Abbas Haider Ali, xMatters' vice president and resident evangelist, explains how his relevance engine works first by observing the typical IT service shop: Suppose someone at a help desk has a client on the line. The client can't access her core business application. Immediately, of course, the help desk specialist creates a ticket. "What typically happens at an IT organization is the assignment to get into a queue," Haider Ali explains, "and then either an e-mail goes out to everybody on that team, and hopefully someone takes ownership of it, or the person at the help desk picks up the phone, calls the leader of the team whom he thinks should be dealing with the issue, and says, 'Hey, can you assign someone to deal with this?'"
With xMatters integrated into CA Service Desk Manager, Haider Ali continues, "all that manual communication exercise goes away, because frankly, it's silly. What happens is, our system is engaged at that point."
The xMatters engine decides who's best to handle such an issue. It then determines the best way to reach that person using point-of-presence information, perhaps with an SMS message, an e-mail, or in the case of supported mobile platforms (iOS, Android, and BlackBerry), a notice that comes up in the xMatters mobile app. Now, if that person actually isn't available or ready, he may signal that to the system, and xMatters can move to the next available candidate in its queue. He may also give feedback indicating the incident isn't really an incident ("This guy loses his logon password every other day!"), and give the system the necessary feedback.
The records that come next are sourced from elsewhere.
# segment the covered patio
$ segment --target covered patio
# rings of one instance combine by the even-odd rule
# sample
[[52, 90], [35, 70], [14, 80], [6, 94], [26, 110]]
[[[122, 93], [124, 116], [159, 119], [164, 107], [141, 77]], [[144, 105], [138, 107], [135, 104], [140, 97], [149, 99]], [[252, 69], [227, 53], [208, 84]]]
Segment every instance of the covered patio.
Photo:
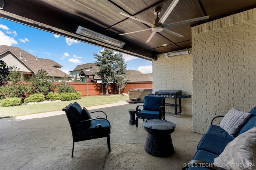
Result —
[[[80, 104], [83, 107], [83, 104]], [[105, 111], [111, 125], [111, 151], [106, 138], [75, 143], [71, 158], [72, 135], [62, 111], [2, 119], [1, 170], [177, 170], [191, 160], [203, 135], [192, 132], [192, 116], [166, 113], [166, 119], [176, 124], [172, 133], [175, 153], [160, 158], [147, 153], [147, 132], [142, 119], [138, 127], [128, 124], [128, 109], [136, 104], [122, 101], [87, 107]], [[60, 108], [61, 109], [61, 108]]]

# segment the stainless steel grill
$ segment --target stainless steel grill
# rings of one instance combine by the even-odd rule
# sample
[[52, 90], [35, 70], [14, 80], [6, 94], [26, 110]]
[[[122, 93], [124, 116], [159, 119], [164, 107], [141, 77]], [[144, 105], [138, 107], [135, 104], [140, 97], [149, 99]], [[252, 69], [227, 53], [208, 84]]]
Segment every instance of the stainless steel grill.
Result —
[[[170, 106], [174, 107], [174, 117], [176, 117], [176, 115], [180, 113], [181, 114], [181, 98], [190, 98], [191, 95], [182, 95], [181, 90], [162, 90], [157, 91], [155, 94], [150, 94], [149, 96], [154, 96], [155, 97], [171, 98], [174, 99], [174, 104], [166, 103], [166, 106]], [[177, 99], [179, 99], [179, 103], [177, 103]], [[177, 107], [179, 107], [179, 111], [178, 111]]]

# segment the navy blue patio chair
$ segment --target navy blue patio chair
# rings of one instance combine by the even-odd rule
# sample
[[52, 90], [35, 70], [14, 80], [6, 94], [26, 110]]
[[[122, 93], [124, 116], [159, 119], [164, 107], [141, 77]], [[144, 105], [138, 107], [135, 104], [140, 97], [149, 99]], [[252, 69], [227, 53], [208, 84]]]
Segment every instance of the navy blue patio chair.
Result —
[[[75, 142], [105, 137], [107, 137], [108, 150], [110, 151], [110, 124], [105, 112], [101, 111], [89, 112], [84, 107], [82, 109], [76, 102], [69, 104], [62, 111], [66, 112], [72, 131], [71, 157], [73, 156]], [[91, 113], [99, 112], [104, 113], [106, 118], [96, 116], [92, 118]]]
[[[138, 119], [165, 120], [165, 98], [164, 98], [145, 96], [144, 103], [136, 107], [136, 127], [138, 127]], [[139, 109], [143, 106], [143, 109]]]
In about 95% of xMatters deployments for IT service organizations, Haider Ali tells us, the engine is plugged into a front end such as CA's. The engine has already supported BMC Service Impact Manager, HP Service Manager, IBM Service Request Manager, and Microsoft System Center Operations Manager. The company makes other relevance engines for different logistics sets, such as its Business Continuity engine used by major U.S. airports as communications hubs. For example, an airport operations manager may need the best and most readily available snow plows to handle a weather emergency.
In these large, logistics-bound organizations such as airports, IT service shops, and to an emerging extent, first response teams, doesn't there need to be someone making sure the relevance engine is making the right choices?
Actually, yes. "In terms of the operational administrations of things like making sure the system is making decisions and sending them to relevant people, that investment actually tends to be a wash," Haider Ali responds. "If you go to any of our clients, they still have to make those decisions somehow today. Either there's someone whose full-time job is to be a human relevance engine, so information goes to them and they dispatch it to the next person in line, or they're maintaining the rules of those [decisions] in runbooks, on SharePoint portals, and even on whiteboards. 'For issues after midnight, call this number...' There's still someone who's manually maintaining that information, but what they do is put that knowledge into our system, and then they simply keep it up to date. So on the whole, it doesn't cost them any more, unless they've been doing things incredibly inefficiently in the past - which isn't that rare, unfortunately."
So relevance engines and decision engines may not be causing upheaval in the service organization. And as Abbas Haider Ali describes it, that may be all for the better anyway, as his goal is not for xMatters to replace people but to make the work they do more efficient.